Yes — there is a single command that sweeps hyperparameters across all three curriculum stages end-to-end:

python -m environments.shared.scripts.sweep launch-all \
--species velociraptor --algorithm ppo \
--project YOUR_GCP_PROJECT \
--bucket YOUR_GCS_BUCKET \
--image ${IMAGE_URI} \
--trials 20 --parallel 5 \
--timesteps-stage1 500000 \
--timesteps-stage2 1000000 \
--timesteps-stage3 1500000

launch-all orchestrates the full three-stage sweep automatically:

  1. Submits a Stage 1 Hyperparameter Tuning job and waits for it to complete.
  2. Identifies the best Stage 1 trial (by best_mean_reward).
  3. Submits a Stage 2 sweep, automatically passing the best Stage 1 checkpoint as the warm-start model.
  4. Identifies the best Stage 2 trial.
  5. Submits a Stage 3 sweep, loading the best Stage 2 checkpoint.

You submit one command and come back when it's done — no manual chaining required.

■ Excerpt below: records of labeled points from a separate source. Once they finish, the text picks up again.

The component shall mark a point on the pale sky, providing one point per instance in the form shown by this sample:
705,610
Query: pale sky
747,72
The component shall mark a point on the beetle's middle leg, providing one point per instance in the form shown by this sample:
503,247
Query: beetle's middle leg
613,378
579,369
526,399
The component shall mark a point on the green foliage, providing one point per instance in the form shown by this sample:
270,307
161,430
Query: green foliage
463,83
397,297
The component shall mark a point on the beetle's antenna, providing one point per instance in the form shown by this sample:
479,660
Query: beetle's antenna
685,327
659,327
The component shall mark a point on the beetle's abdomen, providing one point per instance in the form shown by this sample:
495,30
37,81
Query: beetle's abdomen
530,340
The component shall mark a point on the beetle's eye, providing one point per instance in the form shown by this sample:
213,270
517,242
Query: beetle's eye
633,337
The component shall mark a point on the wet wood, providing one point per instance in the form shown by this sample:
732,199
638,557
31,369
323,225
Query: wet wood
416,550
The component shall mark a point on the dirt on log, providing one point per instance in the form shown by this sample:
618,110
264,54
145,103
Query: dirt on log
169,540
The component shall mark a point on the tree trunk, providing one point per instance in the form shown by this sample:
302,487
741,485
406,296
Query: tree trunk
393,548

The Strategy: Why Sweep Stages Sequentially

Each stage builds on what the previous stage learned, so the optimal hyperparameters for Stage 2 depend on having a good Stage 1 policy. Sweeping all three stages simultaneously would be wasteful — Stage 2 hyperparameters don't matter much if Stage 1 policy was poor.

The launch-all command reduces the problem from an exponential number of combinations to three sequential Bayesian searches, each using the best model from the previous stage:

  1. Stage 1 sweep — Run N parallel trials, each with different hyperparameters. Vertex AI uses Bayesian optimisation to find the best settings for balance.
  2. Auto-chainlaunch-all finds the best Stage 1 trial and passes its checkpoint to Stage 2 automatically.
  3. Stage 2 sweep — Load the best Stage 1 model, then sweep Stage 2 hyperparameters for locomotion.
  4. Auto-chainlaunch-all finds the best Stage 2 trial and passes its checkpoint to Stage 3.
  5. Stage 3 sweep — Load the best Stage 2 model, then sweep Stage 3 hyperparameters for behavior (strike/bite/food).

Each stage uses Vertex AI Hyperparameter Tuning — N parallel trials with Bayesian optimisation, not grid search, so you get good coverage in 20–30 trials instead of hundreds.

Quick Start

1. Build and push the Docker image

export PROJECT_ID=$(gcloud config get project)
export REGION=us-central1
export IMAGE_URI=${REGION}-docker.pkg.dev/${PROJECT_ID}/mesozoic-labs/trainer:latest

docker build -t ${IMAGE_URI} .
docker push ${IMAGE_URI}

2. Launch the all-stages sweep

python -m environments.shared.scripts.sweep launch-all \
--species velociraptor --algorithm ppo \
--project YOUR_GCP_PROJECT \
--bucket YOUR_GCS_BUCKET \
--image ${IMAGE_URI} \
--trials 20 --parallel 5 \
--timesteps-stage1 500000 \
--timesteps-stage2 1000000 \
--timesteps-stage3 1500000

Vertex AI runs 20 trials per stage (5 in parallel), waiting for each stage to finish before starting the next. The final best checkpoints from each stage are saved to:

gs://YOUR_BUCKET/sweeps/velociraptor/stage1/<best_trial_id>/models/stage1_final.zip
gs://YOUR_BUCKET/sweeps/velociraptor/stage2/<best_trial_id>/models/stage2_final.zip
gs://YOUR_BUCKET/sweeps/velociraptor/stage3/<best_trial_id>/models/stage3_final.zip

3. Monitor progress

# List all HPT jobs in your project
gcloud ai hp-tuning-jobs list --region=us-central1

# Or view in the Console:
# https://console.cloud.google.com/vertex-ai/training/hyperparameter-tuning-jobs

Because launch-all runs synchronously (each stage blocks until the previous is done), you can monitor three sequential jobs appearing one after another in the console.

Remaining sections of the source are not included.